UK independent schools are in a bit of a bind when it comes to exam results and league tables. They know that their parents are in one sense “customers” who like to know what they’re “buying”, but they also know that it is the most important aspects of a good education that are the hardest to measure. So I was very heartened to read the Headmaster of Malvern College’s line on public examinations, which seemed to strike the right balance between the pragmatic and the romantic:
If you have been looking for Malvern in the so-called League Tables, you are not likely to find us as Malvern, along with about half of the other independent schools in the country, does not voluntarily participate in an attempt to rank schools solely on the criterion of perceived success in public examinations. In no way does this mean that we do not celebrate the academic achievements of our pupils; indeed, the academic cornerstone of Malvern is central to much of what motivates us and we are extremely ambitious for our students… At Malvern, we make special provision in a range of ways for those who are academically gifted and have every intention of continuing this programme.
The principal reason for our being unwilling to enter league tables is that we do not wish to support a system which becomes the raison d’être for many schools and limits and influences, to a disproportionate extent, a focus on a broad education. In simple terms, we believe that there are a range of other factors of enormous importance in assessing the education offered in a particular school and we do not subscribe to the view that schools can be assessed in the same way as, for example, football clubs.

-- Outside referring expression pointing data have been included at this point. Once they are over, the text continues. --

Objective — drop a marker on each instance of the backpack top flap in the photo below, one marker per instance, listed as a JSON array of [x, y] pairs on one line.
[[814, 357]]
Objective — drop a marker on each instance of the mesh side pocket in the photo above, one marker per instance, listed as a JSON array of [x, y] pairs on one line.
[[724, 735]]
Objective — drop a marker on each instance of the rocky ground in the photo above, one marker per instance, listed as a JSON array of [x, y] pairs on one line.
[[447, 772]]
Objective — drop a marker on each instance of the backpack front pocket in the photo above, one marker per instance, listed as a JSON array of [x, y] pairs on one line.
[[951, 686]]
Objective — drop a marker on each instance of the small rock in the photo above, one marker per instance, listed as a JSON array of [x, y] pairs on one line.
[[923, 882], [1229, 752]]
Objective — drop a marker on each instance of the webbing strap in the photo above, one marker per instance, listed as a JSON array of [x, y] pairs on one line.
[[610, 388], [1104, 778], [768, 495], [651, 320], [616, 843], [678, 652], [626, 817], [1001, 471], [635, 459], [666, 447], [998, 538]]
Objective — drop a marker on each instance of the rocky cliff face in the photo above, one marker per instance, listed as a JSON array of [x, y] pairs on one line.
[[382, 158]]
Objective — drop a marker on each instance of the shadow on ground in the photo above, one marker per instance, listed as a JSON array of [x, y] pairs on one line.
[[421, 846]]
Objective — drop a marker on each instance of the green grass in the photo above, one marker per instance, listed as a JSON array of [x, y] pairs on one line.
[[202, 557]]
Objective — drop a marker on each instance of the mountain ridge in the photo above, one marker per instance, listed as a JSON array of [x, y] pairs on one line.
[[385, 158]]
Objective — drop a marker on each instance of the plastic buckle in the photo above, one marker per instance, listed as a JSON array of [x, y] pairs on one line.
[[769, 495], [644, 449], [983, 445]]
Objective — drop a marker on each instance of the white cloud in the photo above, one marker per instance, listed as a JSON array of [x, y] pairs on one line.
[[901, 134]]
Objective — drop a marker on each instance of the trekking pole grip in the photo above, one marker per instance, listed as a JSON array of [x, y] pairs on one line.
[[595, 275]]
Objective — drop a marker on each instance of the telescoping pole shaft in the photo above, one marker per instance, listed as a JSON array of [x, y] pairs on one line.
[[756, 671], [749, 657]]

Secondly, the criteria used to determine where schools lie on such tables are, in essence, the construct of newspapers and different criteria may be applied by different newspapers in any particular year: for example, A*-A, A*-B, A*-C and A*-E may all be used depending upon the newspaper.
Our pupils are aware that they will move into a competitive world and it is vitally important that each one of them has a keen academic focus and builds the strongest academic profile possible. But we do not wish to be an ‘academic factory’ and the rounded education which attaches significant importance to music, art, drama, games, Duke of Edinburgh Award activities, as well as work in the broader community and beyond, are also at the heart of our overall programme.